Arya sekarang sadar. Kolam tersebut memerah bukan karena air tercampur darah tetapi benar-benar darah kental. Perutnya ingin muntah, tetapi ia tak dapat berhenti. Sebagai penyelidik ia harus tahu ada apa ini?
Dia kembali ke tempat dia duduk. Dengan HT dipanggilnya rekan-rekannya dan petugas medis. Setengah jam berlalu, mobil-mobil ambulan berdatangan.
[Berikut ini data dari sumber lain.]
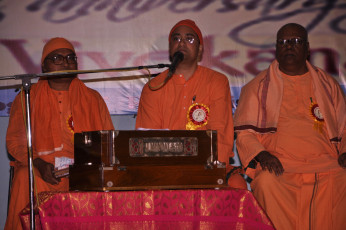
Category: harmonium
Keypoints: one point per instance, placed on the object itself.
(150, 159)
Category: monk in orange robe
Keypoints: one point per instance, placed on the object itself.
(174, 105)
(291, 126)
(60, 106)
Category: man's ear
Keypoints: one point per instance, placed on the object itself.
(200, 53)
(43, 68)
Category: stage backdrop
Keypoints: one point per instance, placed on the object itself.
(239, 39)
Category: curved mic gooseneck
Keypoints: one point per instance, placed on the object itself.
(176, 59)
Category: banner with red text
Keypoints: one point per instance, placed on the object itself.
(239, 38)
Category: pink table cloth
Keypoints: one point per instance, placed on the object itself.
(150, 210)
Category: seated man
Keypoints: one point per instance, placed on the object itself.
(191, 87)
(60, 106)
(291, 120)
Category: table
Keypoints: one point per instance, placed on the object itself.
(153, 210)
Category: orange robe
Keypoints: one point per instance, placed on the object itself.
(167, 107)
(312, 189)
(55, 116)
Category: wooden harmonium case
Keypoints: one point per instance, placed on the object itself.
(153, 159)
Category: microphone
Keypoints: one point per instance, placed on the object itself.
(177, 58)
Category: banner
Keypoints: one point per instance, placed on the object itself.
(239, 38)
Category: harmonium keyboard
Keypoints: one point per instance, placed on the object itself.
(151, 159)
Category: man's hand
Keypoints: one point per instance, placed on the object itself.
(342, 160)
(270, 162)
(46, 171)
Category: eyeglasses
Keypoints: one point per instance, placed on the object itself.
(178, 39)
(291, 41)
(58, 59)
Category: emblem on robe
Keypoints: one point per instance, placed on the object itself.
(197, 116)
(317, 115)
(69, 123)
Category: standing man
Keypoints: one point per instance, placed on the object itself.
(195, 98)
(291, 124)
(60, 106)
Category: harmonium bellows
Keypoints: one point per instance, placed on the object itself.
(152, 159)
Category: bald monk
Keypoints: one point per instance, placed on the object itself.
(195, 98)
(60, 106)
(291, 124)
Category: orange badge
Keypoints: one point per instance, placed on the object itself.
(316, 114)
(197, 116)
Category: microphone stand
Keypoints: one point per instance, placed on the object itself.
(26, 83)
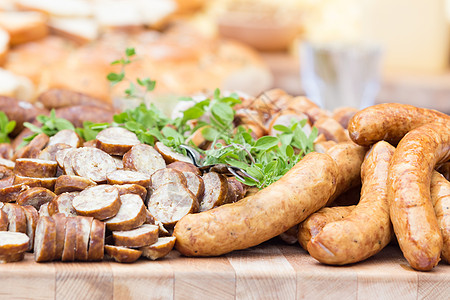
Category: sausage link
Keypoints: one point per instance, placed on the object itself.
(367, 229)
(390, 122)
(411, 209)
(253, 220)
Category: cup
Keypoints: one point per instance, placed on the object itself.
(340, 74)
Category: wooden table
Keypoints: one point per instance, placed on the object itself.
(270, 271)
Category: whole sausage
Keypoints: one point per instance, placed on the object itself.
(367, 229)
(411, 209)
(390, 122)
(270, 212)
(440, 196)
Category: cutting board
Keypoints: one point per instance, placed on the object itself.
(270, 271)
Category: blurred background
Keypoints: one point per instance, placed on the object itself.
(333, 51)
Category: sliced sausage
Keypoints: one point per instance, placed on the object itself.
(411, 209)
(45, 239)
(440, 196)
(66, 136)
(367, 229)
(63, 204)
(143, 158)
(116, 140)
(216, 190)
(123, 254)
(164, 176)
(301, 191)
(6, 177)
(16, 217)
(128, 177)
(390, 122)
(101, 202)
(48, 183)
(31, 167)
(13, 242)
(139, 237)
(92, 163)
(170, 202)
(159, 249)
(72, 183)
(82, 241)
(310, 227)
(195, 184)
(170, 155)
(96, 241)
(131, 214)
(184, 167)
(132, 189)
(35, 196)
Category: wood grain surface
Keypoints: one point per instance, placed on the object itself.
(270, 271)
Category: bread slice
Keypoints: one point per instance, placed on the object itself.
(79, 30)
(24, 26)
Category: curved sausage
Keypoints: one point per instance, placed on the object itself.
(390, 122)
(411, 210)
(367, 229)
(270, 212)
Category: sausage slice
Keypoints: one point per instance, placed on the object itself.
(139, 237)
(101, 202)
(131, 214)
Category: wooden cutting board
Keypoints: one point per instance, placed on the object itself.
(269, 271)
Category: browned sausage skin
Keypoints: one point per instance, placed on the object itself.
(390, 122)
(367, 229)
(411, 209)
(253, 220)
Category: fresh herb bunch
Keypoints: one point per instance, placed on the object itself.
(133, 90)
(6, 127)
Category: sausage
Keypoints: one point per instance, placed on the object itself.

Beberapa polisi bergerak menuju ke tempat yang ditunjuk Arya.
Belum sempat Arya mengikuti rekan-rekannya ke kolam renang karena masih berbicara kepada polisi penjaga, teman-temannya sudah kembali kepadanya. Arya heran mendengar keterangan polisi-polisi itu. Dia berlari ke arah kolam renang.
Hampir saja matanya copot. Kolam renang yang dilihatnya tak berisi apa-apa. Bahkan Arya dapat melihat dasarnya. Berlumut. Keramiknya pecah-pecah. Dindingnya sebagian ambrol. Bola matanya juga tak menemukan orang-orang tergeletak di seberang sana. Tak ada bau anyir. Semuanya tampak normal. Senormal kolam renang yang tak pernah dipakai dalam jangka waktu lama.